Library size, detected genes, and mitochondrial percentage are the three core QC metrics for Visium data.
- colSums() calculates library size and detected genes from the raw count matrix.
- PercentageFeatureSet() calculates the fraction of counts from any named gene set.
- Mouse mitochondrial genes are prefixed with mt-, but this prefix may differ between references.
VlnPlot() and SpatialPlot() together reveal both global distributions and the spatial context of QC metrics.
- Violin plots show the range and spread of each metric across all spots.
- Spatial plots show whether low-quality spots concentrate in particular tissue regions.
There are no fixed filtering thresholds, with hand-picked cutoffs and quantile-based cutoffs being common.
- Always visualise each threshold alongside the relevant distribution before applying it.
- Adding TRUE/FALSE indicator columns to the metadata lets you see which spots would be removed.

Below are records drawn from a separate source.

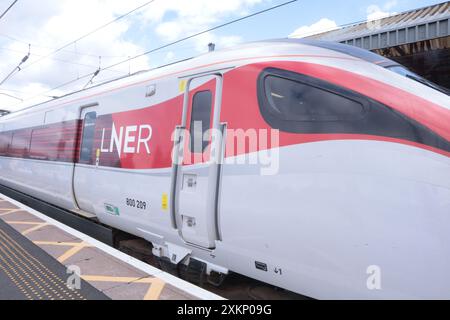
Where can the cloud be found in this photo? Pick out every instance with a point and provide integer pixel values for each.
(49, 24)
(322, 25)
(374, 12)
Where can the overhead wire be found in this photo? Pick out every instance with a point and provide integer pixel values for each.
(169, 44)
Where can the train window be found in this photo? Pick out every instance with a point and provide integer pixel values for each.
(87, 142)
(20, 144)
(200, 120)
(297, 103)
(5, 141)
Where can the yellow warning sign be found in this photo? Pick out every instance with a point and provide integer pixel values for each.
(183, 84)
(165, 202)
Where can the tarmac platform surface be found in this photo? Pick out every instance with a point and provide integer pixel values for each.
(40, 259)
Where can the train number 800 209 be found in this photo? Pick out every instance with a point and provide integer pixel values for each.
(142, 205)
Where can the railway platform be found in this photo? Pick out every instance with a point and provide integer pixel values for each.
(42, 259)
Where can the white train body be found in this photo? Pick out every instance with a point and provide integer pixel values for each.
(345, 198)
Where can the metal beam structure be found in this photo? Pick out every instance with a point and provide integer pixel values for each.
(419, 39)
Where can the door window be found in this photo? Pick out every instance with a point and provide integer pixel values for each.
(200, 121)
(88, 137)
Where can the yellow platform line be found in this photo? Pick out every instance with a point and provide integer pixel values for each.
(153, 293)
(9, 211)
(73, 251)
(37, 225)
(76, 247)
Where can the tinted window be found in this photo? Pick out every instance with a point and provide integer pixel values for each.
(291, 100)
(20, 143)
(87, 143)
(5, 141)
(200, 120)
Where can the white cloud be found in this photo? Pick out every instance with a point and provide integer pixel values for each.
(322, 25)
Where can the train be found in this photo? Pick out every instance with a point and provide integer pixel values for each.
(315, 167)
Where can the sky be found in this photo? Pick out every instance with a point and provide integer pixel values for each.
(47, 25)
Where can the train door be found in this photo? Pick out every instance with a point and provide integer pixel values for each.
(197, 158)
(86, 158)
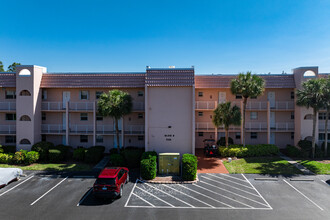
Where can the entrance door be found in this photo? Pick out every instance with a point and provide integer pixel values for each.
(66, 98)
(271, 99)
(222, 97)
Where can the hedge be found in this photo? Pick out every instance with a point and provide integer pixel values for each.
(249, 150)
(189, 167)
(148, 168)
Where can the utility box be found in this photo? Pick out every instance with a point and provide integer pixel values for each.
(169, 163)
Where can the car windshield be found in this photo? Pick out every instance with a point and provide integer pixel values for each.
(106, 181)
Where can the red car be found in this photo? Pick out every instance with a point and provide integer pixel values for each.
(110, 182)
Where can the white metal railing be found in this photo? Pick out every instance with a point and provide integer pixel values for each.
(284, 105)
(52, 128)
(86, 106)
(8, 106)
(205, 126)
(258, 126)
(205, 104)
(52, 106)
(7, 129)
(85, 129)
(134, 129)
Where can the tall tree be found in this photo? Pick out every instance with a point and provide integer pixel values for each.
(226, 115)
(248, 85)
(115, 104)
(12, 67)
(311, 96)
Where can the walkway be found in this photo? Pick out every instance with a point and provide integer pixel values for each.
(209, 164)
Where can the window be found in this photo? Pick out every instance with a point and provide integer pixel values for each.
(10, 117)
(99, 117)
(25, 141)
(238, 96)
(43, 116)
(254, 135)
(140, 93)
(10, 94)
(25, 93)
(292, 95)
(98, 94)
(253, 115)
(10, 139)
(83, 116)
(99, 139)
(83, 139)
(84, 95)
(25, 118)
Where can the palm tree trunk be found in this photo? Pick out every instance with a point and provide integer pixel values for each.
(326, 133)
(117, 135)
(243, 121)
(313, 134)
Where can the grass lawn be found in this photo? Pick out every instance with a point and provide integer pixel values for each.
(261, 165)
(52, 166)
(315, 166)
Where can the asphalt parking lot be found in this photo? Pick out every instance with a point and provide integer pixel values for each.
(42, 195)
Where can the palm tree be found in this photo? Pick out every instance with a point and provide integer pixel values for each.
(226, 115)
(115, 104)
(247, 85)
(311, 96)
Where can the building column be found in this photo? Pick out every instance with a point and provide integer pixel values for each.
(94, 123)
(67, 124)
(268, 122)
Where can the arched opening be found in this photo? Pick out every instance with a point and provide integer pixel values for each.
(25, 141)
(25, 118)
(25, 93)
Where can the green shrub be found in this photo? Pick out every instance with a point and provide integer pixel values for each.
(94, 154)
(222, 141)
(189, 167)
(148, 168)
(6, 158)
(42, 148)
(117, 160)
(55, 156)
(79, 154)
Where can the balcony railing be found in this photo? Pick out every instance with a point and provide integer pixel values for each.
(7, 129)
(205, 104)
(10, 106)
(134, 129)
(52, 128)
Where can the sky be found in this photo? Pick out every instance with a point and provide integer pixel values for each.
(214, 36)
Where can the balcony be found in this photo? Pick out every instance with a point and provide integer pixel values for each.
(7, 129)
(7, 106)
(52, 129)
(205, 105)
(134, 129)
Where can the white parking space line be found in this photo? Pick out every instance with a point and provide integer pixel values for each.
(190, 196)
(143, 200)
(229, 181)
(303, 195)
(48, 191)
(16, 186)
(257, 191)
(231, 186)
(252, 200)
(155, 196)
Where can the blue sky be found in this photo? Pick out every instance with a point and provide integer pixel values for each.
(214, 36)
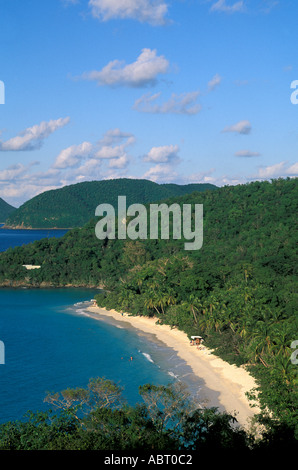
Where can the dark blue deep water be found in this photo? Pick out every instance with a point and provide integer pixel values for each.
(52, 343)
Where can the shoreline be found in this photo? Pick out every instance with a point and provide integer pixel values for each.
(228, 383)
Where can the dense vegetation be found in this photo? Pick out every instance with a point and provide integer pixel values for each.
(238, 291)
(74, 205)
(97, 418)
(5, 210)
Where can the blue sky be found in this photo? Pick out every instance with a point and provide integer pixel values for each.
(183, 91)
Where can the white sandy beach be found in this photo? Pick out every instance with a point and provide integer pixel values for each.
(230, 382)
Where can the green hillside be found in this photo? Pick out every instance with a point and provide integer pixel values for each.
(5, 210)
(74, 205)
(239, 291)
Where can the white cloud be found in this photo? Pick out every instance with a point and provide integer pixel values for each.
(241, 127)
(246, 153)
(142, 72)
(72, 156)
(214, 82)
(145, 11)
(221, 5)
(184, 103)
(163, 154)
(32, 138)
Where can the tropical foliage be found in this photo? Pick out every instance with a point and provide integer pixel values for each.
(5, 210)
(97, 418)
(74, 205)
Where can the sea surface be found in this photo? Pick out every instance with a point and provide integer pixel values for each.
(52, 342)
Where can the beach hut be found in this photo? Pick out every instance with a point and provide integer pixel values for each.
(196, 340)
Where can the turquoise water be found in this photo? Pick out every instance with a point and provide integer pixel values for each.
(52, 343)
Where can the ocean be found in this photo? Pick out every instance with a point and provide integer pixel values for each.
(51, 342)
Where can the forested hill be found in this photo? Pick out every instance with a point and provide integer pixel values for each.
(239, 291)
(5, 210)
(74, 205)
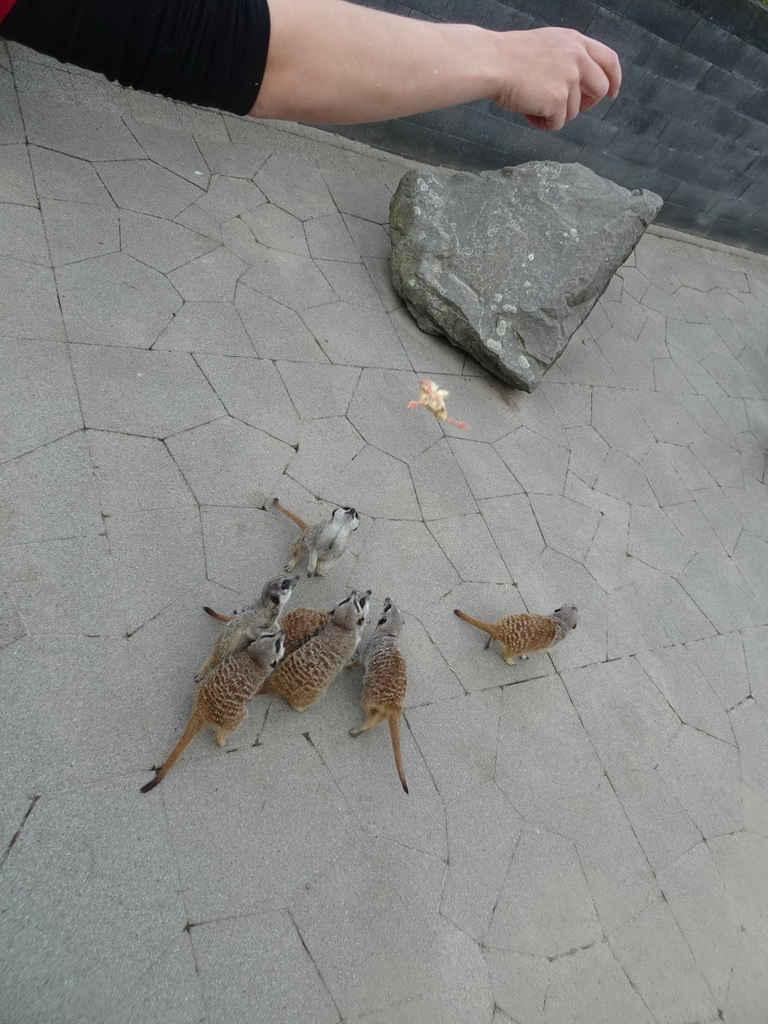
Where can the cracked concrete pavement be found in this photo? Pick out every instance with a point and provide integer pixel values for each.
(195, 315)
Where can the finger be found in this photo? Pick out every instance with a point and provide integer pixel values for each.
(594, 86)
(608, 61)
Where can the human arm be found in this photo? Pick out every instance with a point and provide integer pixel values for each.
(337, 62)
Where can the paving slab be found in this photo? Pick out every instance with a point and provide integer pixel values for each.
(696, 896)
(545, 907)
(539, 725)
(82, 905)
(658, 963)
(226, 952)
(168, 392)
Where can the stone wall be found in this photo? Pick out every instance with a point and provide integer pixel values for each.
(690, 123)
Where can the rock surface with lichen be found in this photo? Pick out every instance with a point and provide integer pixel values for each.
(507, 264)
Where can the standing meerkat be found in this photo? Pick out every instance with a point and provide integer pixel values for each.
(385, 681)
(223, 694)
(324, 543)
(248, 625)
(299, 625)
(522, 635)
(304, 676)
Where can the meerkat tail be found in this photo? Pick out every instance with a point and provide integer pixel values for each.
(394, 732)
(485, 627)
(217, 614)
(194, 726)
(301, 523)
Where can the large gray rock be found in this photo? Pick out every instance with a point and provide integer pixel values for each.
(507, 264)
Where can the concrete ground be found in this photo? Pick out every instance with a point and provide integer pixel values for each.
(196, 315)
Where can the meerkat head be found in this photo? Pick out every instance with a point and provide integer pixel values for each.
(268, 649)
(346, 515)
(278, 590)
(390, 621)
(350, 613)
(567, 614)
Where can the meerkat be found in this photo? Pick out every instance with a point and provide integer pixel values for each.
(299, 625)
(385, 681)
(324, 543)
(223, 694)
(522, 635)
(304, 676)
(249, 624)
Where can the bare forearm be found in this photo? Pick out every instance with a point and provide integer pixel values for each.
(338, 62)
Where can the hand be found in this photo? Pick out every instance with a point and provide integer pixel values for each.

Spatial QC plots help distinguish technical artefacts from genuine biological variation.
- High mitochondrial percentage combined with low counts at the tissue periphery may indicate damaged tissue.
- Filtering non-randomly distributed spots introduces spatial bias into downstream analysis.
subset() applies logical filter conditions to a Seurat object to retain only high-quality spots.
- Filter conditions reference metadata column names directly in the subset argument.
- Save the filtered object with saveRDS() before moving to downstream analysis.